Now, Uncle Walter was having a smidgen of trouble holding those horses steady, he was. In addition to coping with them being skittish, he had to contend with this noisy contraption that was belching smoke and sounding like a dozen shivarees all happening at once. But he held them steady and gave the visitor a cordial 'Howdy.'

The salesman - and I use that term advisedly - started right in on his canned pitch of the great offer he was giving just five residents of the township, 'a full five-year subscription to the 'Farmers Compendium and Livestock Management' for just a dollar a year when the subscriber also signed up for the company's $1,000 never-pay life insurance program. 'You don't want your family to be burdened with the heavy expense of your final rites, do you, sir?' he chided Uncle Walter. 'Just sign here on the dotted line and when you die, our company - and it is the soundest company in the whole state of Utah - will give you the finest burial this township has ever seen.'

He didn't give Uncle Walter a chance to say more'n one 'No' when he grabbed the shift lever and reached toward Uncle Walter with that order blank.

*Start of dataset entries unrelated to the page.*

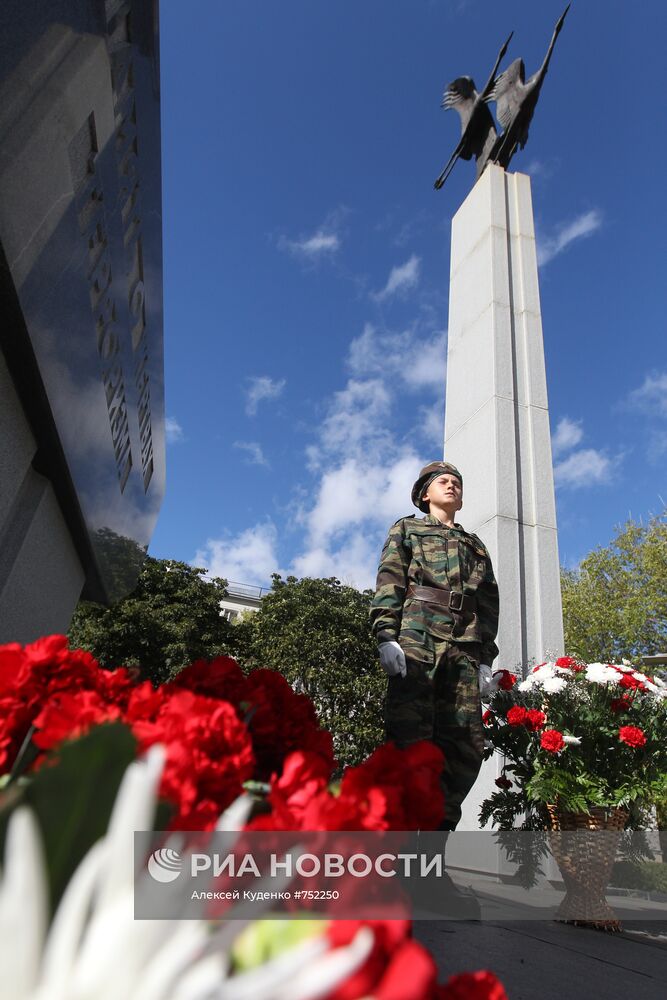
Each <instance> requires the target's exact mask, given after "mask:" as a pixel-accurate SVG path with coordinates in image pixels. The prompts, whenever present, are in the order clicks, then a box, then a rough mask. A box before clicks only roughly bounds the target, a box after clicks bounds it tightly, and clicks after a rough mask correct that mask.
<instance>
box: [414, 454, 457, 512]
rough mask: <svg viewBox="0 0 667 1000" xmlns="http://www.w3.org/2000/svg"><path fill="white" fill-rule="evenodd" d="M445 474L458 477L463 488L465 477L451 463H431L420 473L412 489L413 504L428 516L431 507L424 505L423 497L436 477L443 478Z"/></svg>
mask: <svg viewBox="0 0 667 1000" xmlns="http://www.w3.org/2000/svg"><path fill="white" fill-rule="evenodd" d="M444 472H449V473H450V475H452V476H457V477H458V478H459V479H460V480H461V486H463V476H462V475H461V473H460V472H459V470H458V469H457V468H456V466H455V465H452V464H451V462H429V464H428V465H425V466H424V468H423V469H422V471H421V472H420V473H419V479H418V480H417V482H416V483H415V485H414V486H413V487H412V502H413V504H414V505H415V507H419V509H420V510H421V511H423V512H424V514H428V511H429V505H428V504H427V503H424V501H423V500H422V497H423V495H424V493H425V492H426V490H427V488H428V486H429V484H430V483H431V482H432V480H434V479H435V478H436V476H441V475H442V474H443V473H444Z"/></svg>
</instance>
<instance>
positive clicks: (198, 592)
mask: <svg viewBox="0 0 667 1000" xmlns="http://www.w3.org/2000/svg"><path fill="white" fill-rule="evenodd" d="M205 573H206V570H204V569H196V568H193V567H192V566H188V565H187V563H182V562H176V561H175V560H173V559H153V558H151V557H150V556H147V557H146V560H145V562H144V565H143V568H142V571H141V573H140V575H139V581H138V583H137V586H136V587H135V589H134V590H133V591H132V593H131V594H129V595H128V596H127V597H125V598H123V599H122V600H121V601H119V602H118V603H117V604H114V605H113V607H110V608H104V607H102V606H101V605H99V604H91V603H88V602H80V603H79V605H78V607H77V609H76V611H75V612H74V617H73V618H72V623H71V625H70V628H69V633H68V634H69V639H70V644H71V645H72V646H77V647H79V648H81V649H88V650H89V651H90V652H91V653H93V655H94V656H95V657H97V659H98V660H99V661H100V663H101V664H102V666H104V667H108V668H112V667H117V666H121V665H124V666H132V665H136V666H138V667H140V669H141V674H142V676H143V677H147V678H150V679H151V680H153V681H155V682H156V683H160V682H162V681H166V680H168V679H169V678H170V677H173V676H174V675H175V674H177V673H178V671H179V670H181V669H182V668H183V667H185V666H187V664H188V663H192V661H193V660H197V659H202V658H206V659H210V658H211V657H214V656H218V655H220V654H221V653H233V650H234V649H235V646H234V634H235V633H234V629H233V627H232V626H231V625H230V623H229V622H228V621H226V620H225V619H224V618H223V617H222V616H221V614H220V601H221V600H222V598H223V597H225V595H226V593H227V590H226V587H227V584H226V581H225V580H220V579H218V578H214V579H210V580H208V579H204V574H205Z"/></svg>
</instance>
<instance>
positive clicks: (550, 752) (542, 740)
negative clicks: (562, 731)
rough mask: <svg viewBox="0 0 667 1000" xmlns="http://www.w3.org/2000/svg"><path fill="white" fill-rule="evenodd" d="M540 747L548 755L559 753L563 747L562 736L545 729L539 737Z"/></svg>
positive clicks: (558, 734) (564, 743) (563, 744)
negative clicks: (539, 736) (548, 751)
mask: <svg viewBox="0 0 667 1000" xmlns="http://www.w3.org/2000/svg"><path fill="white" fill-rule="evenodd" d="M540 746H541V747H542V749H543V750H548V751H549V753H559V751H560V750H562V749H563V747H564V746H565V740H564V739H563V734H562V733H559V732H558V730H557V729H545V730H544V732H543V733H542V735H541V737H540Z"/></svg>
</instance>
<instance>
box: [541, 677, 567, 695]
mask: <svg viewBox="0 0 667 1000" xmlns="http://www.w3.org/2000/svg"><path fill="white" fill-rule="evenodd" d="M566 684H567V681H566V680H565V678H564V677H547V679H546V680H545V682H544V684H543V685H542V687H543V689H544V690H545V691H546V692H547V694H558V692H559V691H562V690H563V688H564V687H565V686H566Z"/></svg>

As he did so, his foot slipped on a fresh horse apple, and striving to save himself, he yanked that shift level.

When it swung into gear, he fell back and let out a yell that scared the team, and they took off like 60, with that spreader's beater a-whirlin' and the horse apples a-flying.

Uncle Walter dropped a line, and when he pulled on the remaining one, the team swung in a wide circle. Those catapulted missiles rained down on that prostrated hawkster like chunks of lava from Mount Vesuvius bombarding old Herculaneum.

Finally, Uncle Walter got the team stopped as they both tried to enter the barn door at the same time. That magazine salesman swept a dozen horse apples from the seat of his runabout, threw his leg over the door, slid in and roared down the road toward the big Muddy Creek bridge, and Tom Town. Uncle Walter? Well, I guess he had to pay his own burial expenses.

The late Perry Piper was a newspaper columnist in Indiana and Illinois for more than 12 years. His columns, reprinted here from his memoirs, appear in Farm Collector with permission of his family.